Cause: Trust policy conditions don't match
Solution:
- Verify the
token.actions.githubusercontent.com:subvalue in the IAM role's trust policy - Check that the repository name and branch name are correct
- Check the actual
subclaim value in the GitHub Actions logs
- name: Debug OIDC token
run: |
curl -H "Authorization: bearer $ACTIONS_ID_TOKEN_REQUEST_TOKEN" \
"$ACTIONS_ID_TOKEN_REQUEST_URL&audience=sts.amazonaws.com" | \
jq -R 'split(".") | .[1] | @base64d | fromjson'
Error: "Error: Credentials could not be loaded"
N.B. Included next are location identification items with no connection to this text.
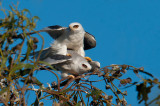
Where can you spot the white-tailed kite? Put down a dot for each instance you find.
(74, 64)
(73, 36)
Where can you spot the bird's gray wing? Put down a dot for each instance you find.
(89, 41)
(51, 58)
(54, 31)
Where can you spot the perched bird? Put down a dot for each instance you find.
(73, 36)
(74, 64)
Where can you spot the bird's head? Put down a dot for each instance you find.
(76, 27)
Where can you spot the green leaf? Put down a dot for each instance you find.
(4, 90)
(79, 103)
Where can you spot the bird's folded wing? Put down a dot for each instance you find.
(50, 58)
(89, 41)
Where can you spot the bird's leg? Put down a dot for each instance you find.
(88, 59)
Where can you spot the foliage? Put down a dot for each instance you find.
(17, 71)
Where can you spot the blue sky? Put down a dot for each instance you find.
(127, 31)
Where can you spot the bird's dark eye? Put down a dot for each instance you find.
(85, 66)
(75, 26)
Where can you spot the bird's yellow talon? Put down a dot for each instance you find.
(71, 76)
(88, 59)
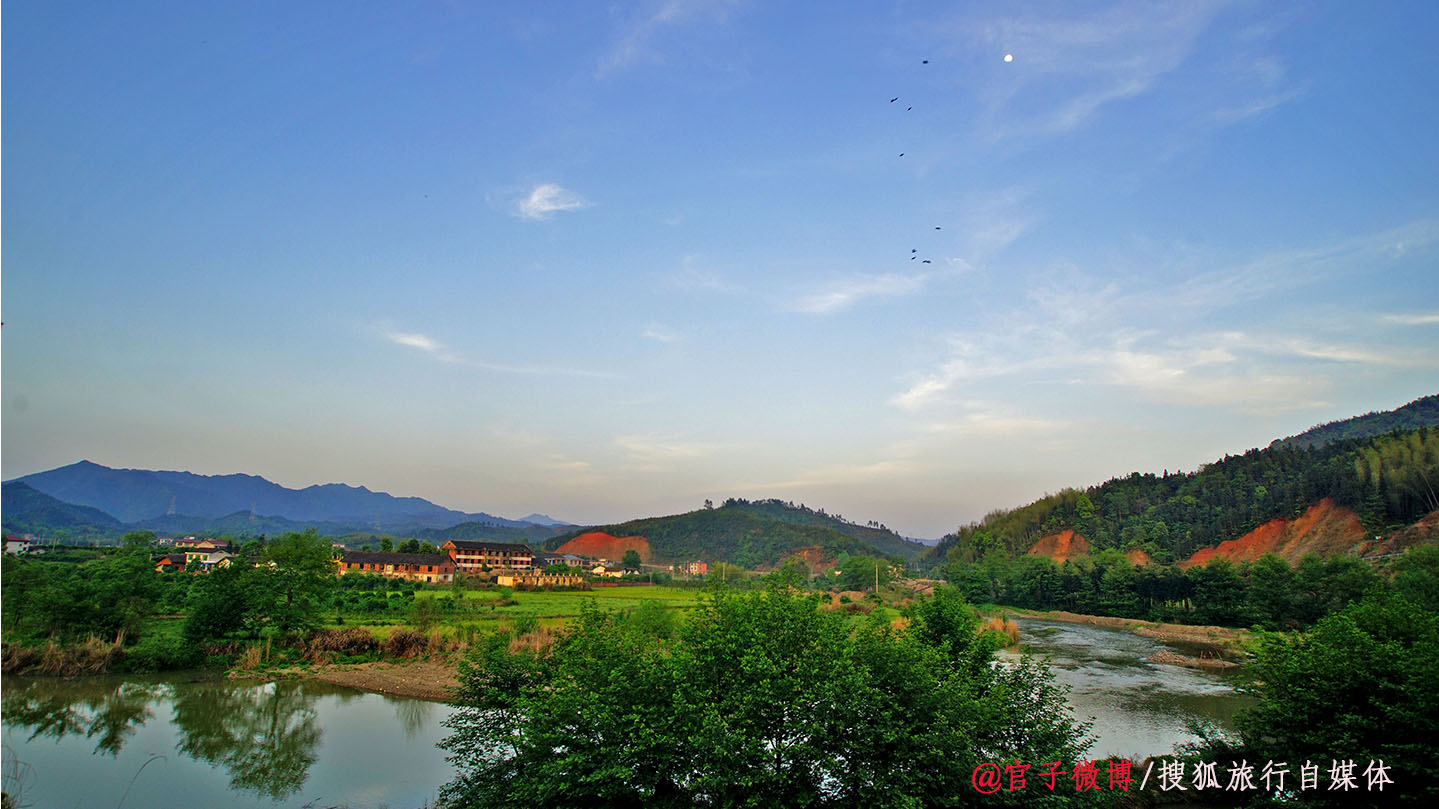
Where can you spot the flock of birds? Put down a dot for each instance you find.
(914, 252)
Cause: Missing permissions configuration
Solution: Add the following to your workflow file
permissions:
id-token: write
contents: read
Authentication Succeeds but Permission Errors Occur
Cause: Required permission policies are not attached to the IAM role
Solution: Attach appropriate policies to the IAM role
aws iam attach-role-policy \
--role-name github-actions-deploy-role \
--policy-arn arn:aws:iam::aws:policy/AmazonS3FullAccess
Security Best Practices
1. Principle of Least Privilege
Grant only the minimum necessary permissions.
{
"Version": "2012-10-17",
"Statement": [
{
"Effect": "Allow",
"Action": [
"s3:PutObject",
"s3:GetObject",
"s3:ListBucket"
],
"Resource": [
"arn:aws:s3:::your-specific-bucket",
"arn:aws:s3:::your-specific-bucket/*"
]
}
]
}
2. Restrict by Branch or Tag
Restrict production deployments to specific branches only.
{
"Condition": {
"StringEquals": {
"token.actions.githubusercontent.com:sub": "repo:your-org/your-repo:ref:refs/heads/main"
}
}
}
3. Separate Roles by Environment
Use different roles for development, staging, and production.
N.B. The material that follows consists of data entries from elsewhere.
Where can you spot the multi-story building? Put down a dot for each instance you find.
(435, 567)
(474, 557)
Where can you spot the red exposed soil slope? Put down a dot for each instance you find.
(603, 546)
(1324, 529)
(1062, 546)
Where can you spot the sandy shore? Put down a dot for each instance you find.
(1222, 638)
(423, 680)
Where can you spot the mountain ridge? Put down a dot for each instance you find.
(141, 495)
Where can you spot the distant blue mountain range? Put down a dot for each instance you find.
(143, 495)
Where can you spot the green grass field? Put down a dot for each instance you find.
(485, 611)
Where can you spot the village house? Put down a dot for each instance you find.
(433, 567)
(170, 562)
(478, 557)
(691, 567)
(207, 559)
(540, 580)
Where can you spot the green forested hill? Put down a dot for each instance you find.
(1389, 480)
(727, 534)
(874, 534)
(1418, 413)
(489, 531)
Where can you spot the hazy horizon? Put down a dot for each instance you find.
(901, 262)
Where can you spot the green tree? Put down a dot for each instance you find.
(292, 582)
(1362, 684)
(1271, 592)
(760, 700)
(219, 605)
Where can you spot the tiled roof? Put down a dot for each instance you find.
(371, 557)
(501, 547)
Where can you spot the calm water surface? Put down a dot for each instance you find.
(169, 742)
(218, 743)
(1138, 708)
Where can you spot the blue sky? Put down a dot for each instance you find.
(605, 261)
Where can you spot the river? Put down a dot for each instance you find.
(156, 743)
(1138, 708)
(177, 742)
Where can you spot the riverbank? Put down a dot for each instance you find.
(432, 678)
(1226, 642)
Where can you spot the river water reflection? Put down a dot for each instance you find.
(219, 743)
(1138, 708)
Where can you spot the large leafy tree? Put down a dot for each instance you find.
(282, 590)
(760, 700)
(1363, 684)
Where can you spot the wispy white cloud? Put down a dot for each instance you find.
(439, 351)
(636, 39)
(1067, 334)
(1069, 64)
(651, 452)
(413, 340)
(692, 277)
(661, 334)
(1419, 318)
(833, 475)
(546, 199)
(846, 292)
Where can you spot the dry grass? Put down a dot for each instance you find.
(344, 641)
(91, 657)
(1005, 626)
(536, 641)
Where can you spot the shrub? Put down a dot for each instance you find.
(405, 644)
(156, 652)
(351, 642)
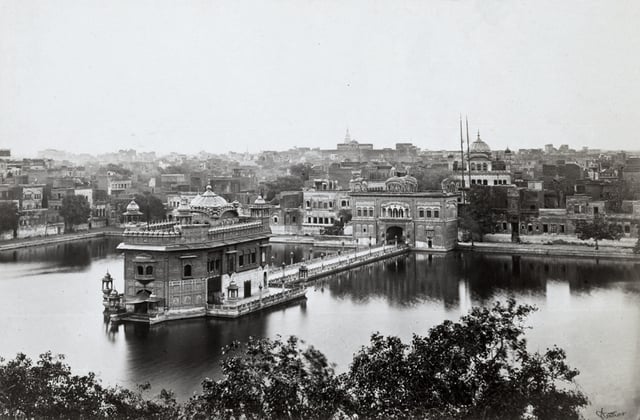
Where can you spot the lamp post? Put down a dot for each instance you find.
(283, 265)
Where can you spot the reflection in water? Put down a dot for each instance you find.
(50, 300)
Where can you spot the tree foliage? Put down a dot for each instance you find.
(48, 389)
(598, 229)
(480, 214)
(476, 368)
(151, 207)
(75, 210)
(9, 217)
(301, 170)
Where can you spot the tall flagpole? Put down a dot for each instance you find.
(461, 152)
(463, 193)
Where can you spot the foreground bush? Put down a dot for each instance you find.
(478, 367)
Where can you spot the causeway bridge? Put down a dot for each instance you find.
(309, 270)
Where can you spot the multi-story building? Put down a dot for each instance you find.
(479, 168)
(210, 255)
(399, 213)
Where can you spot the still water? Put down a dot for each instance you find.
(50, 299)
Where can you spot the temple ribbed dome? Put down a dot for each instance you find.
(208, 199)
(479, 146)
(132, 207)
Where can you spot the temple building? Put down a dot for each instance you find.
(210, 254)
(399, 213)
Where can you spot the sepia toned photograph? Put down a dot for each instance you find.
(305, 209)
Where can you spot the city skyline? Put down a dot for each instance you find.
(238, 76)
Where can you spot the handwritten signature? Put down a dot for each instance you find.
(609, 414)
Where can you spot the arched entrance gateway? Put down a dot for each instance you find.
(393, 233)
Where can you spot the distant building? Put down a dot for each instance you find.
(398, 213)
(322, 205)
(210, 255)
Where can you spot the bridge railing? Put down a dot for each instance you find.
(326, 265)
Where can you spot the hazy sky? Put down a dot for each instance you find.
(96, 75)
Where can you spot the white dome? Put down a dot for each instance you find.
(132, 207)
(480, 146)
(208, 199)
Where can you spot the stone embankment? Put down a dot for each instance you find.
(55, 239)
(325, 241)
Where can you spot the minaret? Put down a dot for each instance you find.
(347, 137)
(468, 151)
(461, 153)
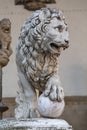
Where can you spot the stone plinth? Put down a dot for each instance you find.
(34, 124)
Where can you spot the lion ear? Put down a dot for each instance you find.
(44, 14)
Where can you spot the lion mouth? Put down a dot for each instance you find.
(55, 47)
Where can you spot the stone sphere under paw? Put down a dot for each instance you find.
(48, 108)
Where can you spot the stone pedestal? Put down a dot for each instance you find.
(34, 124)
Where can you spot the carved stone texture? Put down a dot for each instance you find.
(34, 124)
(34, 5)
(27, 1)
(22, 1)
(42, 38)
(5, 40)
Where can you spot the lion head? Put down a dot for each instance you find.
(44, 34)
(46, 31)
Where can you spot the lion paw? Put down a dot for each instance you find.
(54, 91)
- name: Configure AWS credentials (Production)
if: github.ref == 'refs/heads/main'
uses: aws-actions/configure-aws-credentials@v4
with:
role-to-assume: ${{ secrets.AWS_ROLE_ARN_PROD }}
aws-region: ap-northeast-1
- name: Configure AWS credentials (Development)
if: github.ref == 'refs/heads/develop'
uses: aws-actions/configure-aws-credentials@v4
with:
role-to-assume: ${{ secrets.AWS_ROLE_ARN_DEV }}
aws-region: ap-northeast-1
4. Audit with CloudTrail
Record all API calls and review them regularly.
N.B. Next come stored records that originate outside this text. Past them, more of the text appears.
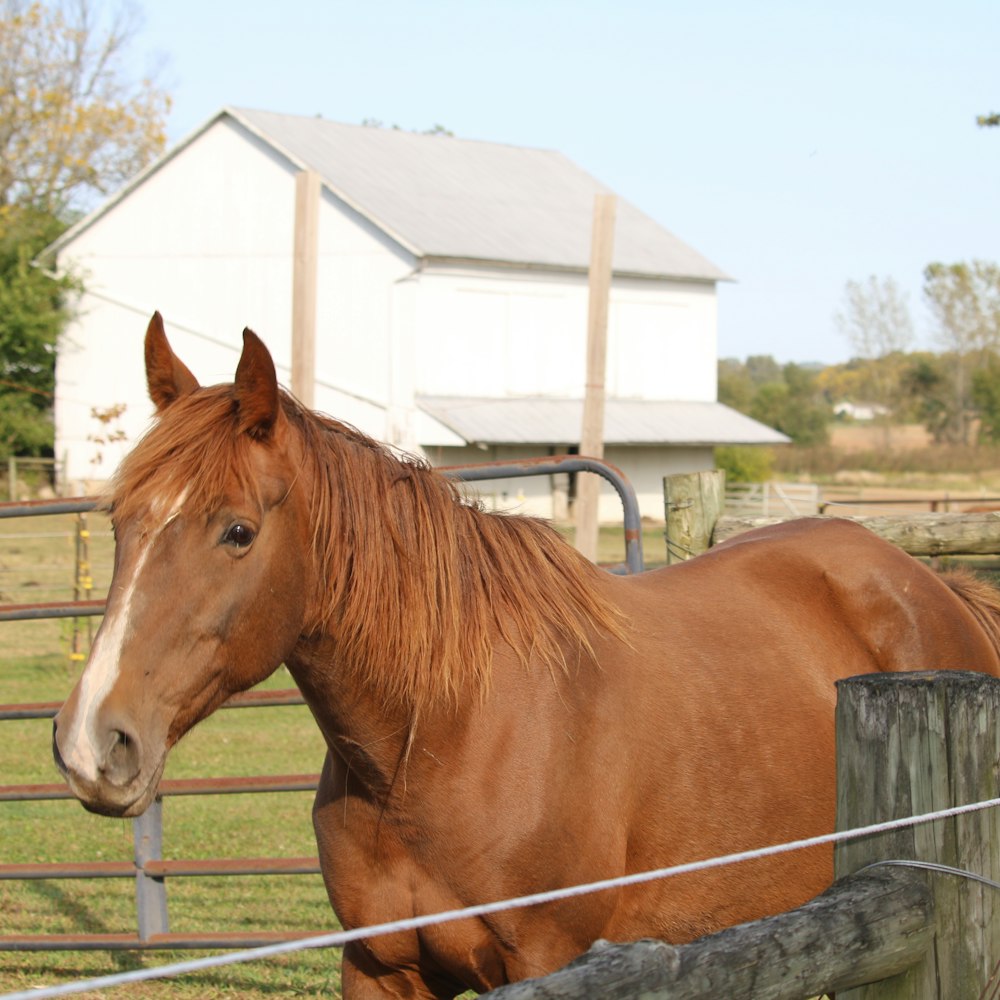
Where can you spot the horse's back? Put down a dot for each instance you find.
(729, 697)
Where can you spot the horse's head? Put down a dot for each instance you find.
(208, 592)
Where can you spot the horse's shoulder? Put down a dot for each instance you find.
(802, 531)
# S3 bucket for CloudTrail
resource "aws_s3_bucket" "cloudtrail" {
bucket = "my-cloudtrail-logs-bucket"
}
resource "aws_s3_bucket_policy" "cloudtrail" {
bucket = aws_s3_bucket.cloudtrail.id
policy = jsonencode({
Version = "2012-10-17"
Statement = [
{
Sid = "AWSCloudTrailAclCheck"
Effect = "Allow"
Principal = {
Service = "cloudtrail.amazonaws.com"
}
Action = "s3:GetBucketAcl"
Resource = aws_s3_bucket.cloudtrail.arn
},
{
Sid = "AWSCloudTrailWrite"
Effect = "Allow"
Principal = {
Service = "cloudtrail.amazonaws.com"
}
Action = "s3:PutObject"
Resource = "${aws_s3_bucket.cloudtrail.arn}/*"
Condition = {
StringEquals = {
"s3:x-amz-acl" = "bucket-owner-full-control"
}
}
}
]
})
}
# CloudTrail
resource "aws_cloudtrail" "github_actions_audit" {
name = "github-actions-audit"
s3_bucket_name = aws_s3_bucket.cloudtrail.id
include_global_service_events = true
is_multi_region_trail = true
enable_logging = true
depends_on = [aws_s3_bucket_policy.cloudtrail]
}
Conclusion
OIDC integration between GitHub Actions and AWS provides the following benefits:
- Secure deployment without access keys
- Uses only temporary credentials
- Fine-grained permission control by repository or branch
- Reduced management costs
While the initial setup is somewhat complex, once configured, it leads to long-term improvements in security and operability. I highly recommend considering its adoption.